Understanding Communication Patterns and Kafka in a Distributed System

Async vs Sync

Synchronous tasks are high-priority tasks that require immediate execution and user feedback. They are generally associated with user actions that need immediate system response.
Asynchronous tasks are tasks that can be processed in the background and are not time-sensitive. They don't need immediate user feedback and often involve long-running operations that can be offloaded to background systems.

In each of these scenarios, you can see a clear distinction between the tasks that require immediate, synchronous execution and those that can be handled in the background, asynchronously.

Scenario	Synchronous Task (High Priority)	Asynchronous Task (Lower Priority)
Banking Sector	Transactions (Funds transfer, balance check etc.)	Bank Statement generation (6 months / 1 year history)
Uber	Ride Search / Booking	Invoices Generation (Past 2 months mailed)
YouTube	Watch, Like, Comment (Real-time user interaction)	Video Upload & Processing (Can take time in the background)
Amazon	Placing Order / Payment (Real-time feedback needed)	Order Delivery (Can be slow, tracking updates in the background)
General	Quick Notifications (Order placed, Payment successful)	Delayed Notifications (Discount offers, Order restocked)

Example to understand the concepts

Lets consider Amazon has two services

1) Order Management Service (has multiple servers) 2) Delivery Service

Untitled

Multiple Instances of Order Management Service is sending data to a single Delivery Services. So, There are too many requests.

User place order to order management service(less work in it) and all the multiple servers will send back to the delivery server (which has to process the request). There would be a lot of requests coming, it can cause overloading, bottlenecking the system.

To over come this issue we will use Queues (FIFO)

Untitled

Note : The request received to order Management Service should be placed in queue and then only response should be sent back to the user request. (Then, even if Order Mgmt service fails the system wouldn’t lose the information).

What if Queues fail? In case a queue fails, having a replica of the queue will ensure that no messages are lost. This is part of the high-availability principle.

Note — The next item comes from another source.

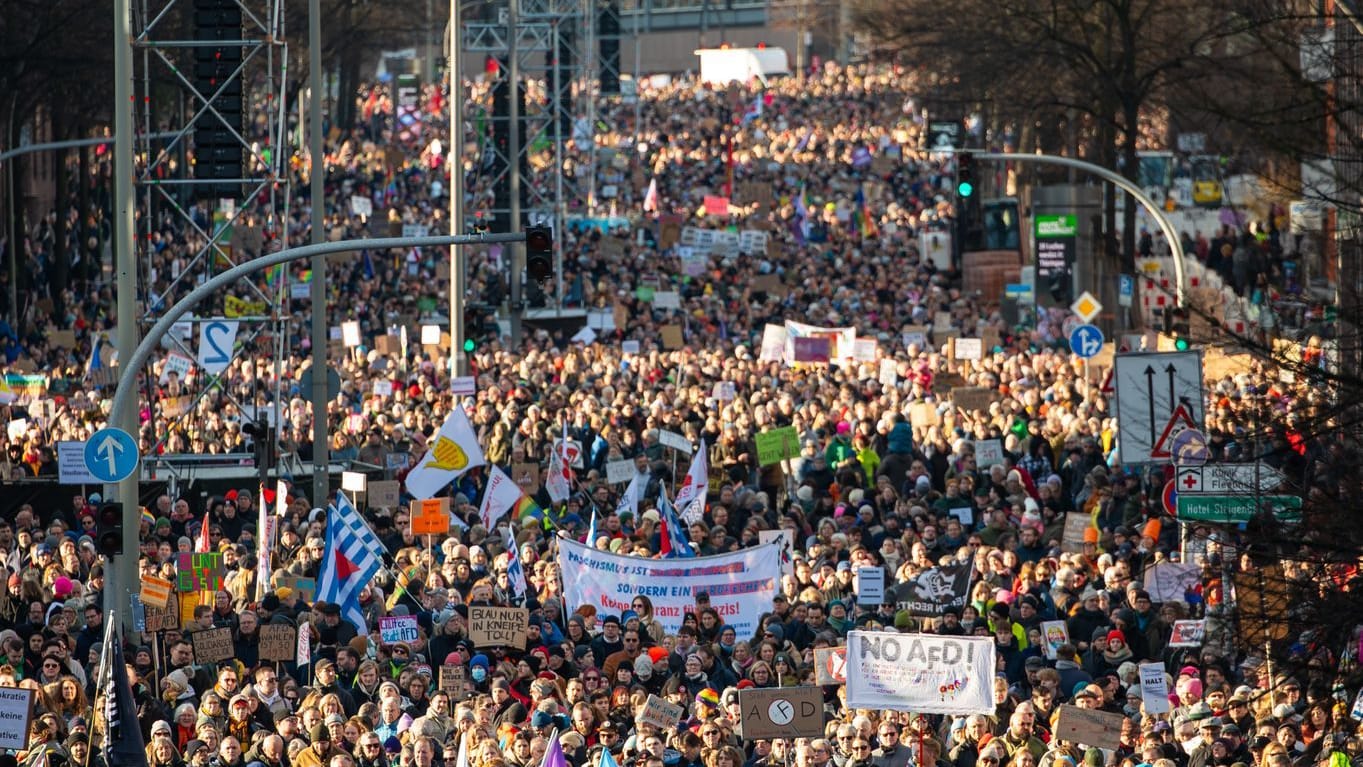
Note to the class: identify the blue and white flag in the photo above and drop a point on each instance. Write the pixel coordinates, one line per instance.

Distributed message queues can also provide this feature, as they replicate the data across different nodes.
What if Delivery Services fail? In the event of Delivery Services failure, a retry mechanism can be implemented. The message can be sent back to the queue and retried after a specific interval or after the service is back online.
What if the queue is full? If a queue is full or getting overloaded, additional queues can be added to handle more messages.

Role of Message Queues:

Asynchronous Communication: Message queues enable asynchronous communication between different services, meaning one service doesn't need to wait for another service to complete its task before moving on to its next task.
Load Balancing: They can also help distribute the load evenly among different services or instances of a service.
Controlling Throughput: By adjusting the rate at which messages are sent or received, you can control the throughput of the system.
Decoupling Components: Message queues decouple the services, meaning the services do not need to interact with each other directly.
Scaling: As the load increases, more queues or services reading from the queues can be added to scale the system.
Buffering & Throttling: Queues can act as a buffer, holding messages when the processing service is not ready. Throttling can be implemented to control the rate of message processing based on the current load on the system.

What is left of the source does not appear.